Publié le 21 octobre 2010 par Xylophon

"Témoin signifie martyr. Tout homme qui témoigne est écartelé, doublement déchiré dans sa chair et dans son esprit. Déchiré d'abord à l'intérieur de lui-même entre le témoin suprême au sommet de son être et le pitoyable individu dont il assume la vie au long des jours. Déchiré encore par l'abîme qui sépare la vérité dont il témoigne du monde qui ne veut pas recevoir son témoignage" Rainer Maria Rilke, Le livre de la pauvreté et de la mort.

Témoigner c'est donc à la fois dire pour soi, pour en finir avec cette dualité oppressante qui fait que pour survivre on a été obligé de scinder la vie de là bas et la vie d'ici.

Mais témoigner c'est aussi raconter pour les autres, pour que l'Histoire ne se répète pas. Il ne s'agit pas forcement de comprendre: parceque tant qu'on a pas vécu les choses elles sont difficilement envisageables, parceque "comprendre" nous dit Primo Levi dans Si c'est un homme "c'est presque justifier". Mais témoigner c'est aussi aider car "aucune expérience humaine n'est dénuée de sens ou indigne d'intérêts"

Voilà deux raisons qui me mettent particulièrement mal à l'aise face aux détracteurs et aux critiques faites à l'attention d'Ingrid Betancourt.

D'abord peu de gens semblent avoir pris le temps de lire son livre, ensuite je trouve très facile de critiquer loin d'une réalité que l'on ne connait pas et que l'on a pas vécue.

Ingrid Betancourt a des côtés agaçants: elle a cette assurance de la petite fille bourgeoise, qui fréquentait enfant le jardin du Luxembourg. Elle a ce tempérament de feu et la "grande gueule" des politiques colombiens qui croyait avant l'emprisonnement que tout était possible dans cette Colombie anéantie par la corruption de ces dirigeants, l'autoritarisme des paramilitaires, la folie extravagante des Farcs et des narcotrafiquants.

Mais au-delà de cette personnalité, il reste la force d'un récit de l'enfermement. Le témoignage d'Ingrid Betancourt, est une plongée dans la vie des Farcs, dans un monde vivant en autarcie, dans une jungle qui vous étouffe et dans une prison hors du temps et hors du monde qui déshumanise.

Car c'est là, à mon sens, la grande qualité du récit. On y apprend comment se construit le processus de déshumanisation. On comprend comment chaque geste, chaque parole retentissent sur les otages. C'est par exemple donner des numéros aux prisonnier en cessant de les appeler par leur nom, c'est encore les infantiliser en leur demandant pour chaque acte de demander la permission (même pour aller aux toilettes), c'est ensuite ce positionnement d'être toujours en demande, d'être toujours surveillé, d'être en concurrence avec les collègues otages pour avoir plus de pain, c'est enfin subir parfois le mépris, parfois l'indifférence et même la violence.

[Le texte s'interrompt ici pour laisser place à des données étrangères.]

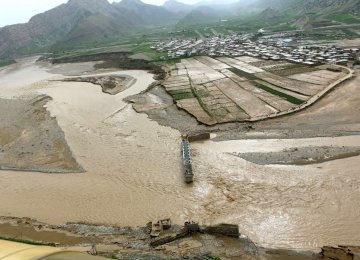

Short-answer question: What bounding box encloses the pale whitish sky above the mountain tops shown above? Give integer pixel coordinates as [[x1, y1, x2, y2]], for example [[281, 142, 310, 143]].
[[0, 0, 205, 27]]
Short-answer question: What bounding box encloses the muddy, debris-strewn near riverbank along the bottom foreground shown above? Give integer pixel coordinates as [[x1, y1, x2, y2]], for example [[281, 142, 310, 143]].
[[0, 217, 360, 260]]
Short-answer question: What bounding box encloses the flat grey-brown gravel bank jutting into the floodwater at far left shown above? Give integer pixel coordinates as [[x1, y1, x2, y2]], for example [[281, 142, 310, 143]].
[[0, 96, 83, 173]]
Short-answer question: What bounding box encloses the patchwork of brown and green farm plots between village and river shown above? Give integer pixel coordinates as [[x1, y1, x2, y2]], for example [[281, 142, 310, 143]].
[[162, 56, 346, 125]]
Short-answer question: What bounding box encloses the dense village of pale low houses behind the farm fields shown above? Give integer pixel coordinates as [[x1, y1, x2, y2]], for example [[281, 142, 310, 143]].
[[151, 34, 359, 65]]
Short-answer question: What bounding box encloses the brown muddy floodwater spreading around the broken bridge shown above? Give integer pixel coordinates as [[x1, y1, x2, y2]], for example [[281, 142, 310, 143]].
[[0, 58, 360, 249]]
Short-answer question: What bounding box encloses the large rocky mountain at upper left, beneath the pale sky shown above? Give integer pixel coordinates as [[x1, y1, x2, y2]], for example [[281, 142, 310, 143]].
[[0, 0, 176, 57]]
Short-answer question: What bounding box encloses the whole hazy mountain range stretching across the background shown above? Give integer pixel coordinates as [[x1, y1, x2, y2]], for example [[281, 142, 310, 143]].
[[0, 0, 360, 57]]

Ingrid raconte donc ces moments difficiles avec beaucoup de pudeur, mais elle relate également comment elle a pu tenir, comment elle a pu trouver les ressources nécessaires pour survivre à ces 6 ans et demie dans le jungle.

On ressent à travers son récit,au moins au début de sa captivité, une combativité qui fait qu'à chaque fois qu'elle se sent attaquée elle répond à ces geôliers. C'est donc des dialogues parfois surréalistes, parfois humoristiques qui nous sont donnés à voir. Comme le jour où un farc lui dit qu'il a tué un tigre (c'est à dire un jaguar)et qu'elle lui répond que ce sont des espèces protégées.

On croit comprendre qu'elle a tenu par des petites choses. Au delà des évasions manquées, qui suscitaient l'espoir et imagination, il y avait le travail de brodeuse, les cours de français, la lecture des Harry Potter, les anniversaires fictifs de ses enfants et surtout la radio qui a su la rattacher dans les plus profondes souffrances au monde des vivants.

Ingrid Betancourt n'est ni la figure héroïque que les médias ont voulu construire, ni le mouton noir méchant parmi de gentils otages (il existe même une page facebook anti-Ingrid Betancourt)mais juste une femme qui a prouvé une nouvelle fois " la faculté qu'à l'Homme de se creuser un trou, de sécréter une coquille, de dresser autour de soi une fragile barrière de défense, même dans ces circonstances apparemment désespérées.

Et cela pour les otages encore en captivité, c'est extrêmement important et pas inutile non plus pour nous qui vivons dans le confort de notre monde quotidien.